All Courses

Understanding Broadcasting

When performing element-wise operations like addition, subtraction, or multiplication between tensors, their shapes often need to align. However, manually reshaping or repeating tensors to match shapes can be cumbersome and inefficient, especially with large datasets. PyTorch addresses this through a mechanism called broadcasting.

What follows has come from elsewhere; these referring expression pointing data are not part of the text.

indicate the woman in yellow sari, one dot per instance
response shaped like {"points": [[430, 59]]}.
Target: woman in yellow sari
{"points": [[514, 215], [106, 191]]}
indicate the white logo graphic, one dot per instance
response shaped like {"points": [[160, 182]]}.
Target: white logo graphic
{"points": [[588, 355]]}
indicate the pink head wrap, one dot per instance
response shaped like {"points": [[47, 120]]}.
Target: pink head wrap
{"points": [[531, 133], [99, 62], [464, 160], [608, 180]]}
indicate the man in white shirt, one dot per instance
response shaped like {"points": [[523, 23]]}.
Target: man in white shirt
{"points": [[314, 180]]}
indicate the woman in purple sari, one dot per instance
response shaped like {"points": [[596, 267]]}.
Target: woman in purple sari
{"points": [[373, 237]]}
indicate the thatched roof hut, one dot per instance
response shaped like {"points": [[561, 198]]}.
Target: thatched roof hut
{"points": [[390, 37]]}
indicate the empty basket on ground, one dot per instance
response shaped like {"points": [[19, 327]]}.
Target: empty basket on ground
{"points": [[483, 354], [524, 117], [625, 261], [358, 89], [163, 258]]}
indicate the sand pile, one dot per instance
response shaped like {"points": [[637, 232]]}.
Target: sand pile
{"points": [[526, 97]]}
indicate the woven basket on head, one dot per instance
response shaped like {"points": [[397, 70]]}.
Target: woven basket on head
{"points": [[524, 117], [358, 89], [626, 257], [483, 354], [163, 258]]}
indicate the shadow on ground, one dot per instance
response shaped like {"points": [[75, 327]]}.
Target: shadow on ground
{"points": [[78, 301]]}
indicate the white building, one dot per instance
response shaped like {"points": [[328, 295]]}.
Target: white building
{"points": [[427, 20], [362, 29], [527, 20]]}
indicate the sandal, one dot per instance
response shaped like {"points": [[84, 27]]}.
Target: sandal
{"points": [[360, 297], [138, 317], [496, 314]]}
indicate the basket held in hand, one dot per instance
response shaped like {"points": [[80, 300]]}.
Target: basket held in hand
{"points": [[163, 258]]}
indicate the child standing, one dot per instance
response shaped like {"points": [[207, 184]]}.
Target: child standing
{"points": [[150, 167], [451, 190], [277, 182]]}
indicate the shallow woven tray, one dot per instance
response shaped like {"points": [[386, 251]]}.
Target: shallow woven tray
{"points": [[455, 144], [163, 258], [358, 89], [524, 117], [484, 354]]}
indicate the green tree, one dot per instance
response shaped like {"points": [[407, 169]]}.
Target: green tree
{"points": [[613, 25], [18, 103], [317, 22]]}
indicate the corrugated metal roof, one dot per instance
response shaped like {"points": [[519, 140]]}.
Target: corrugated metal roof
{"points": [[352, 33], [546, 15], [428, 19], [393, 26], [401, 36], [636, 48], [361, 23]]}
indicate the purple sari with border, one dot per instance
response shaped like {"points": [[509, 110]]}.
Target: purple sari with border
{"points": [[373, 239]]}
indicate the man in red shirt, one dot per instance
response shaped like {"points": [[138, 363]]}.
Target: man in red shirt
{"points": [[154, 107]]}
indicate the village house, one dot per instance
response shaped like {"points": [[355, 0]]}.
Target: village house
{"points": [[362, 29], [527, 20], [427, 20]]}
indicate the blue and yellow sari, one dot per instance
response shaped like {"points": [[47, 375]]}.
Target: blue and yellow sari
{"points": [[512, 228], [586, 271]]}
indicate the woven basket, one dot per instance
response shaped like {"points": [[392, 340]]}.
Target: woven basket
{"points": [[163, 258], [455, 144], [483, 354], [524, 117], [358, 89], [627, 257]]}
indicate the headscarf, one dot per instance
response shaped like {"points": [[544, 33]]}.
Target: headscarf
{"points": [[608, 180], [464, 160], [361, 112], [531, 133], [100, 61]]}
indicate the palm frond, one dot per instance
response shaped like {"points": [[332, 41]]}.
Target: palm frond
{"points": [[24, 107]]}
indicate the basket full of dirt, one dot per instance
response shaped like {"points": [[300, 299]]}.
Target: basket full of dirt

Broadcasting provides a set of rules that allow PyTorch to automatically expand tensor dimensions when performing operations, provided their shapes meet certain compatibility criteria. This eliminates the need for explicit dimension expansion in many common cases, leading to cleaner code and better memory usage because the actual data isn't duplicated; only the computation behaves as if it were.

Broadcasting Rules

PyTorch determines if two tensors are "broadcastable" by comparing their shapes element-wise, starting from the trailing (rightmost) dimension. Two tensors are compatible for broadcasting if, for each dimension pair (comparing from right to left):

Equal Dimensions: The dimensions are equal.
One Dimension is 1: One of the dimensions is 1.
Missing Dimension: One of the tensors does not have the dimension (considered size 1 for this comparison).

If these conditions hold for all dimension pairs, the tensors are broadcastable. The resulting tensor's shape will have the maximum size along each dimension pair. If the conditions fail for any dimension pair (i.e., dimensions are different and neither is 1), a RuntimeError is raised.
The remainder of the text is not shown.